January 8, 2026 — On a late afternoon in early November, Xochitl Bervera launches The Roxie Girl from St. George Island into the gentle waters of Florida’s Apalachicola Bay. Almost as soon as the boat gets up to speed, she kills the motor and drifts the final feet toward her destination: a 2.5-acre grid of buoys and bags floating in Rattlesnake Cove. This is her farm, Water Is Life Oysters.
Bervera and her partner, Kung Li, launched the business in 2022, not long after the state implemented a five-year ban on harvesting the bay’s beloved but imperiled wild oysters, leaving the surrounding community without its economic engine and sense of identity.
As the sun sinks toward the horizon, Kung Li hauls in a bag of oysters and samples a mollusk to be sure it meets muster. They pop it open with a twist of an oyster knife and find everything that has made Apalachicola oysters famous for generations: briny liquor surrounding firm, sweet meat. “That,” Kung Li exclaims, “is a good oyster.” They put five bags on ice.

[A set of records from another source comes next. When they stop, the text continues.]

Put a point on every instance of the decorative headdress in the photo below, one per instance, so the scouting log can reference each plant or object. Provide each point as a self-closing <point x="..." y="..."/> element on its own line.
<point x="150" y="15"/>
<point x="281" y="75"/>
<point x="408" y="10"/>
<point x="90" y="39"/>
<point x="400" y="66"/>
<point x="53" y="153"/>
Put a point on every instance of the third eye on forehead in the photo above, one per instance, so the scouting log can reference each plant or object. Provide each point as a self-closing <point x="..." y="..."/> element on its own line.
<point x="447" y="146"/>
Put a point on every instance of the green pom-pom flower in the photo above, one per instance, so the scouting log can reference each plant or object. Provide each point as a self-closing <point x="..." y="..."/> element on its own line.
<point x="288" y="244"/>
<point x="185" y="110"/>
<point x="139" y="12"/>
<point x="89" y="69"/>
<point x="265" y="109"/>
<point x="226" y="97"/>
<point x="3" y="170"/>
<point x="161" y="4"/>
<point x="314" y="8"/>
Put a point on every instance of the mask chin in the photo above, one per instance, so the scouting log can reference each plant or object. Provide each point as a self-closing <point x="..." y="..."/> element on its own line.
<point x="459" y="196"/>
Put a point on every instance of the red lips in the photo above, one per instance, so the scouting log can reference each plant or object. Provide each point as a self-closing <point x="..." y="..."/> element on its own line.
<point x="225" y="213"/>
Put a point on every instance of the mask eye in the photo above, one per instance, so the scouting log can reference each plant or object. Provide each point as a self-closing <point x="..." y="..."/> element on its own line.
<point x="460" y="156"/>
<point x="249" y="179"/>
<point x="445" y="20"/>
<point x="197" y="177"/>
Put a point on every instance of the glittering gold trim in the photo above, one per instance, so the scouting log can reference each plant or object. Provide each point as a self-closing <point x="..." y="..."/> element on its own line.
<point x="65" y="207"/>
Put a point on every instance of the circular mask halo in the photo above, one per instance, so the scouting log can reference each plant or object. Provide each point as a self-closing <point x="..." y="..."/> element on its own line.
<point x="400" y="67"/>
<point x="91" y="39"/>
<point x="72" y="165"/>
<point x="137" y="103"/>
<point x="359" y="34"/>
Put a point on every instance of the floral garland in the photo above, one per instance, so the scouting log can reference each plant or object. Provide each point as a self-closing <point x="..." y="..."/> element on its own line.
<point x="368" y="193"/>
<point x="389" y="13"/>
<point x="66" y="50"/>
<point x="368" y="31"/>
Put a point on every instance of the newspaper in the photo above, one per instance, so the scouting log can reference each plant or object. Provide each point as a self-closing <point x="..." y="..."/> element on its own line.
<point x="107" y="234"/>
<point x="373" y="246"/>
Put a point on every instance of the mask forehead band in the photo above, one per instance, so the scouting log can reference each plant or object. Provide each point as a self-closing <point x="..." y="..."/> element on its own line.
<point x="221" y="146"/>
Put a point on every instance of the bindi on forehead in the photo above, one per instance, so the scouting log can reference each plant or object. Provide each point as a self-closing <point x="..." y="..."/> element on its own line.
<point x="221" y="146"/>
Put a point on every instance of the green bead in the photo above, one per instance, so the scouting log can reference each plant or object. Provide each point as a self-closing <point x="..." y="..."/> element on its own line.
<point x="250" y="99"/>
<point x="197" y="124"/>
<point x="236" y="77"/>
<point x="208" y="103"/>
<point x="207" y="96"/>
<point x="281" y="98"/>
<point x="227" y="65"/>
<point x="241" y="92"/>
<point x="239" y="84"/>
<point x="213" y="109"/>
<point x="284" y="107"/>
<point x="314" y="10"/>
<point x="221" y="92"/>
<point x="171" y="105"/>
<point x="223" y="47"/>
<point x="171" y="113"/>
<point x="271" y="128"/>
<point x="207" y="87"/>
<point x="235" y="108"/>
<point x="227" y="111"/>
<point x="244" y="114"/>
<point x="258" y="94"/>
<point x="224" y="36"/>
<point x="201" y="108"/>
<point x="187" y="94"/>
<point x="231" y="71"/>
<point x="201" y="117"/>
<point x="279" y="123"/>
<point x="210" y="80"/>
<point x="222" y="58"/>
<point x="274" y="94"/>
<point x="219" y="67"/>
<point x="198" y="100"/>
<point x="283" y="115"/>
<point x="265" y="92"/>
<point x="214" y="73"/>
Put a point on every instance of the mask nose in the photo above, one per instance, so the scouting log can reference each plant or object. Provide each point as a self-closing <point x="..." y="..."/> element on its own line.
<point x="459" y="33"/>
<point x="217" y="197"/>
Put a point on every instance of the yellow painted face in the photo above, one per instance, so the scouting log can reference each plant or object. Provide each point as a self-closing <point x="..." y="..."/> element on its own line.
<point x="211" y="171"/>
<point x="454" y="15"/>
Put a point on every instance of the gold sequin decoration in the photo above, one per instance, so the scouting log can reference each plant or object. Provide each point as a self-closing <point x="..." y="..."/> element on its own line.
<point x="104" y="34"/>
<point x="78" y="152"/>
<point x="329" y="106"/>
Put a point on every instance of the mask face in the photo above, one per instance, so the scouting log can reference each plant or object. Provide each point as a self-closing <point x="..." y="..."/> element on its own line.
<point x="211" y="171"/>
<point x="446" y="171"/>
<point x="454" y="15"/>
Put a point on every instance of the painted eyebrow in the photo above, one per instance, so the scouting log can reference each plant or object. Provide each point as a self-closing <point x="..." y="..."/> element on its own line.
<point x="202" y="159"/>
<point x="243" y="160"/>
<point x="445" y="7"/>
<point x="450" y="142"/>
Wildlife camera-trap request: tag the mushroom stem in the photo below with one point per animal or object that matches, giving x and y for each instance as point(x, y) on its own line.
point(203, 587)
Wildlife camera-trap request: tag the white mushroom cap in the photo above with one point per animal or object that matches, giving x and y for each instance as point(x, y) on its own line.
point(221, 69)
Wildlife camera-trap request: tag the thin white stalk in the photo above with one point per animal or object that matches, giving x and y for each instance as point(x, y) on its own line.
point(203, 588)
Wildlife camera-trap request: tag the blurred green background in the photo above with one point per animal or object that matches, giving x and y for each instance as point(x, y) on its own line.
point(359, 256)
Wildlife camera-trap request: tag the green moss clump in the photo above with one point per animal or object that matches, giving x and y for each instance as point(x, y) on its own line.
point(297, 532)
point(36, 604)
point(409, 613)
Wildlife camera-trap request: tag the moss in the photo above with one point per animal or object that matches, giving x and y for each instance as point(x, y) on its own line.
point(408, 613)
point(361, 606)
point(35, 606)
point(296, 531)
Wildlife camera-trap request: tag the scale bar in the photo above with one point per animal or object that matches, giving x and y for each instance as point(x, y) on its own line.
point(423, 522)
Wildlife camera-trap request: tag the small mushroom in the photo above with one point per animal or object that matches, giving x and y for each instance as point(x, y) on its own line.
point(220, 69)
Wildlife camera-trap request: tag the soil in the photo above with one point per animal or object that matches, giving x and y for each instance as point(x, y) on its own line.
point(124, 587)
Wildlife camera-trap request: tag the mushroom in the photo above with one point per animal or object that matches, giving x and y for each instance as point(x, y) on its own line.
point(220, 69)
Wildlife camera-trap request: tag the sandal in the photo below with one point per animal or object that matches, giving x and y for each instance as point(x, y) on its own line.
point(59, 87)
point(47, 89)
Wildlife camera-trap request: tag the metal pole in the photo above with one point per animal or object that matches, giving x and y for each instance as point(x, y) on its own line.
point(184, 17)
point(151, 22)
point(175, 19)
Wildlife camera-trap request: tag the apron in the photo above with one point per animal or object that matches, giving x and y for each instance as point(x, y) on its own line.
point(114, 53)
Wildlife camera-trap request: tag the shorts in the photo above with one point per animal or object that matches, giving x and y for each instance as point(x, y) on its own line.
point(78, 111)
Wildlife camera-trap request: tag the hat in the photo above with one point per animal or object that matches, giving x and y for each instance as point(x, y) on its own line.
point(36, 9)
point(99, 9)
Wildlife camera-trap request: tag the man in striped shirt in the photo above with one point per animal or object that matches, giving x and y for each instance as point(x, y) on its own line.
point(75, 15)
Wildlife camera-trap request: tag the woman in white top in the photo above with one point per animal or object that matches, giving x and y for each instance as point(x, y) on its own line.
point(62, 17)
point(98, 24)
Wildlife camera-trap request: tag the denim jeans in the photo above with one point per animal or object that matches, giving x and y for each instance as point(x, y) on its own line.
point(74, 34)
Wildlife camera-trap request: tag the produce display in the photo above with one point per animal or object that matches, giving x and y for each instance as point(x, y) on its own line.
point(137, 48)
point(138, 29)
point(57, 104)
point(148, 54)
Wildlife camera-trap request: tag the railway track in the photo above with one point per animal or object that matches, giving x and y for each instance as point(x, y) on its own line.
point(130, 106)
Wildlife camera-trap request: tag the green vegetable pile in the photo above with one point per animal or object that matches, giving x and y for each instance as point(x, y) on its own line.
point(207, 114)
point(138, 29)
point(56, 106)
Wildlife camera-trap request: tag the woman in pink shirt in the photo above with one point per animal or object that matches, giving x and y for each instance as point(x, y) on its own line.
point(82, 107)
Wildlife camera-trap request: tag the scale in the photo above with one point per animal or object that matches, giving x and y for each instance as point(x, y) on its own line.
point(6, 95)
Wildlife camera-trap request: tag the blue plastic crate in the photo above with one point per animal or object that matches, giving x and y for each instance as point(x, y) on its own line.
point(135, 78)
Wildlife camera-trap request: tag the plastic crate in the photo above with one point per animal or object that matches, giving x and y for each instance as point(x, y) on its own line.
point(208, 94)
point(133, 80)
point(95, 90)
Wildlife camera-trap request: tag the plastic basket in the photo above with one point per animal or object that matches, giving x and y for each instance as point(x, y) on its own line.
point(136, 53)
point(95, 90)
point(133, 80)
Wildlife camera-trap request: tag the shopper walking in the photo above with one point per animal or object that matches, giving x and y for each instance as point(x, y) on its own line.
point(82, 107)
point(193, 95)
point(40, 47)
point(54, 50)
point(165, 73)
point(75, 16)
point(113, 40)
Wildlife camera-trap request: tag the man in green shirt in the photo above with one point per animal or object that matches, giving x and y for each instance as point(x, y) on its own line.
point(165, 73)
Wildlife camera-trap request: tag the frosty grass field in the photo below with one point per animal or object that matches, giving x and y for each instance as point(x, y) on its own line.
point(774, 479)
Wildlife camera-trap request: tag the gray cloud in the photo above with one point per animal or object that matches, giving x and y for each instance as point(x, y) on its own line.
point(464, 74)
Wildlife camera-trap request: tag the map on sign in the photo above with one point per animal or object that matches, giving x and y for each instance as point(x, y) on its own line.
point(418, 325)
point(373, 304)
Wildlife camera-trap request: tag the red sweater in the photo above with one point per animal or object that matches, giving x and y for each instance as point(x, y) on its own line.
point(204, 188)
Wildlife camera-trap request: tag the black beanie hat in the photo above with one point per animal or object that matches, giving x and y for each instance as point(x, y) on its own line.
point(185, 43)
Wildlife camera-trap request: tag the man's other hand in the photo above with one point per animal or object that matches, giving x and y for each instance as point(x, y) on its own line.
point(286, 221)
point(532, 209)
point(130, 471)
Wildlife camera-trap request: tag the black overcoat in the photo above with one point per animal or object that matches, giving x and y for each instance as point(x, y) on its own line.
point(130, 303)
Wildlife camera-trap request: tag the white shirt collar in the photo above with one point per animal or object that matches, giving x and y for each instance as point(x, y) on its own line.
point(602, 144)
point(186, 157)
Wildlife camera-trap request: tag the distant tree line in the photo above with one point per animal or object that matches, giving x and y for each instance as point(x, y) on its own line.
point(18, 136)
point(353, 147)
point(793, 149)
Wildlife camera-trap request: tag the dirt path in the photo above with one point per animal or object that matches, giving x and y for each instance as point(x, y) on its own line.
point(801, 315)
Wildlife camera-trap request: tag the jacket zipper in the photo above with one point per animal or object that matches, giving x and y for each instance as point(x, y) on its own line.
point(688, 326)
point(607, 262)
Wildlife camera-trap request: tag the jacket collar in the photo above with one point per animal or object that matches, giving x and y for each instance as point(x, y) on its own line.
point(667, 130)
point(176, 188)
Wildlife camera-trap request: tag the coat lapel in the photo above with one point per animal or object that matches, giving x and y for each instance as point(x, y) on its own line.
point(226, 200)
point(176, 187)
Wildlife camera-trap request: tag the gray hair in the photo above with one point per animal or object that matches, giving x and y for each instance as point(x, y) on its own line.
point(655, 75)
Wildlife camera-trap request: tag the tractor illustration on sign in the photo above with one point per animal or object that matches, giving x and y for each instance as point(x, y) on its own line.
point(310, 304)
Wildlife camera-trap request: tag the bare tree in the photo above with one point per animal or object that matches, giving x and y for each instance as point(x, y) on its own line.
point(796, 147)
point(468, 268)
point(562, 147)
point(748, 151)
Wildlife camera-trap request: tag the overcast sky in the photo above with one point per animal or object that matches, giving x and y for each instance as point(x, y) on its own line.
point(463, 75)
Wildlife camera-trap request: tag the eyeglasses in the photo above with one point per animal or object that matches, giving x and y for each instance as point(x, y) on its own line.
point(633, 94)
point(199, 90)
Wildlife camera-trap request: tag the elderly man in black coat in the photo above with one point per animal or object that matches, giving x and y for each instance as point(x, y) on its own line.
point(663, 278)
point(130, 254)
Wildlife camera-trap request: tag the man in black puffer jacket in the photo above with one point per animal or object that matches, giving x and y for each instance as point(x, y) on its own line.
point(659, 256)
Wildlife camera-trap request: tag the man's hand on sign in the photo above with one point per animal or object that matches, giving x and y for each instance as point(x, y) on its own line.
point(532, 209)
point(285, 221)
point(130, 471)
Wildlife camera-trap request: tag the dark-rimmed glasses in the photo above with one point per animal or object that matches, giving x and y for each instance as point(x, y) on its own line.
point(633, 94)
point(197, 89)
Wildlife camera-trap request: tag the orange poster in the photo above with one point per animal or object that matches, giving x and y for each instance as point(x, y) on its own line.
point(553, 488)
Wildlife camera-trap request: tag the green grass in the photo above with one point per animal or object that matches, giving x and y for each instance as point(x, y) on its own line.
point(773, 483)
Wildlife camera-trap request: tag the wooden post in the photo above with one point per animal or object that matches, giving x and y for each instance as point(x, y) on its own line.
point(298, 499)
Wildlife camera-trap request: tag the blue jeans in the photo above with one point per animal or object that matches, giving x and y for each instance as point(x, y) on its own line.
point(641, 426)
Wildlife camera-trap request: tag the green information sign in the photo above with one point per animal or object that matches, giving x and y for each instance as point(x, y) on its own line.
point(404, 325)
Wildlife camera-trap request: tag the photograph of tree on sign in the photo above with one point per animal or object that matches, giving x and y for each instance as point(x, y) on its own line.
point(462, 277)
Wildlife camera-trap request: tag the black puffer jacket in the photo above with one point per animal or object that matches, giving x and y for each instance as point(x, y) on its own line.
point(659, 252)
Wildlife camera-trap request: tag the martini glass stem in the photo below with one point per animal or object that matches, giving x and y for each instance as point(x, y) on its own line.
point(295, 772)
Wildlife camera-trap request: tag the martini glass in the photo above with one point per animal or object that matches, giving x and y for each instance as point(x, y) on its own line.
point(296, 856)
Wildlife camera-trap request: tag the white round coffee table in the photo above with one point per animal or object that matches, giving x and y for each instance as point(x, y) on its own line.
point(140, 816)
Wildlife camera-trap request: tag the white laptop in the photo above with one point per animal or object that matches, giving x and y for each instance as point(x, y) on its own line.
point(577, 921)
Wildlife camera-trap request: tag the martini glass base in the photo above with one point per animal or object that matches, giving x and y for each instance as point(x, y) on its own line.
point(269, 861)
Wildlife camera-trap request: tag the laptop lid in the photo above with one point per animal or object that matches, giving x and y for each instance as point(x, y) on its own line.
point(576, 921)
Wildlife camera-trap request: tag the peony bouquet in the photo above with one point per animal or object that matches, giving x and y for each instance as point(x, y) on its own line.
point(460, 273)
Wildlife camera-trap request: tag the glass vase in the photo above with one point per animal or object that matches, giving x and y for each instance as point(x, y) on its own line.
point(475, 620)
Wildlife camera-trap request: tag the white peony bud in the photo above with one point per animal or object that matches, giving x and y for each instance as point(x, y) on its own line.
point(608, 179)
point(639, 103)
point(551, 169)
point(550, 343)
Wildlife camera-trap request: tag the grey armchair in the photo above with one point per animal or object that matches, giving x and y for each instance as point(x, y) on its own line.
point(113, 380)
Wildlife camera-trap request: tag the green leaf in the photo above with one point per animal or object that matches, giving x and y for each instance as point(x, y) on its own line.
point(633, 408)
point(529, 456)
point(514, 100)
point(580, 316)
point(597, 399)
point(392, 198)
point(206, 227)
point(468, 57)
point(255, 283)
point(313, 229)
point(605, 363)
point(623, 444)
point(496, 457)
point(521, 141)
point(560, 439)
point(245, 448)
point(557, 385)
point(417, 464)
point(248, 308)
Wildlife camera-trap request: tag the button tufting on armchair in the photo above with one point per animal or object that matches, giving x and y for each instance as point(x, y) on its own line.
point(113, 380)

Oysters have been eaten for millennia from this estuary, where freshwater from the Apalachicola River meets the salty Gulf of Mexico to form an ideal breeding ground. In its heyday, the bay supplied 90 percent of Florida’s oysters and 10 percent of the country’s. But after a 2013 fishery failure all but wiped out a $9 million annual harvest that once supported 2,500 jobs, the state officially closed the bay in 2020 for five years.
Since the closure, locally farmed oysters—Crassostrea virginica, the same species as their wild predecessors—are the closest thing anyone’s had to that old familiar flavor. Water Is Life is among a few dozen farms that have attempted to fill the void, hoping to preserve the bay’s oyster culture while the state embarks on a costly reef restoration. Bervera, a former criminal justice organizer, and Kung Li, a former civil rights lawyer, harbor a vision for a revived Apalachicola Bay. They believe a vibrant local food system can once again feed this community and restore dignified jobs that protect the bay’s health rather than diminish it.
“I look around the country and maybe that’s not possible in many places any more,” Bervera says, “but it’s very possible here.”
In a controversial decision, the state reopened the commercial oyster fishery on Jan. 1, leaving this small community on the Forgotten Coast—named for its relative quiet and lack of development—anxious about its economic future. If the oysters come back, so will the industry. If they don’t, roughly 5,000 residents in Apalachicola and its neighbor Eastpoint fear their towns will be overtaken by resort-style development like so much of Florida’s coastline, pushing out both their culture and their communities.
It’s a heavy weight to rest on a 3-inch mollusk.